Foreign investors require stability and certainty. Canada does well in offering political and economic stability, but after a decade of inconsistent decisions, lack of clear criteria, mixed messages to the global investment community, inability to move forward with indigenous communities and, more recently, disregard for our own regulatory decisions, we are building a unique reputation for uncertainty.
In 2010, Ottawa’s refusal to allow Australia’s BHP Billiton’s purchase of Potash Corp. surprised many. The decision was seen as political, and ripples were felt throughout the global investment community. In 2012, Canada approved the acquisition of Nexen by China’s CNOOC, only to immediately, and confusingly, impose rules preventing other similar investments.
Canada made flip-flopping decisions on foreign investment in the telecom sector as well.
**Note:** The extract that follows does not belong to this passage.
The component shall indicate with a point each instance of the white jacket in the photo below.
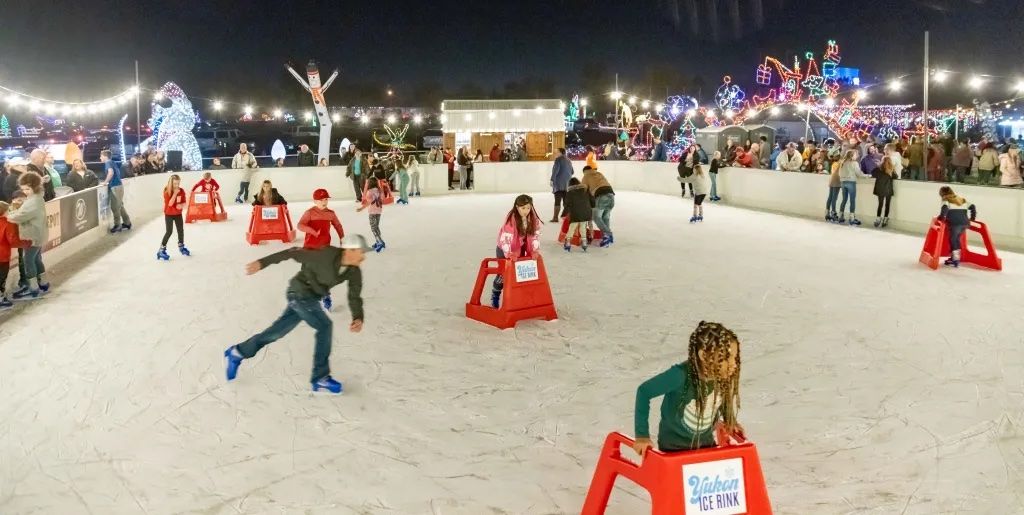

In 2009, it actively supported investment by Orascom in Wind Mobile (to the point of cabinet overruling the Canadian Radio-television and Telecommunications Commission with respect to foreign-ownership rules).
Yet it subsequently refused (on undisclosed national security grounds) to allow Accelero, controlled by the same interests as Orascom, to acquire MTS Allstream. The decision was a surprise not because of the importance of national security issues, but because Canada had so recently been so welcoming to investment by the same interests in the same sector.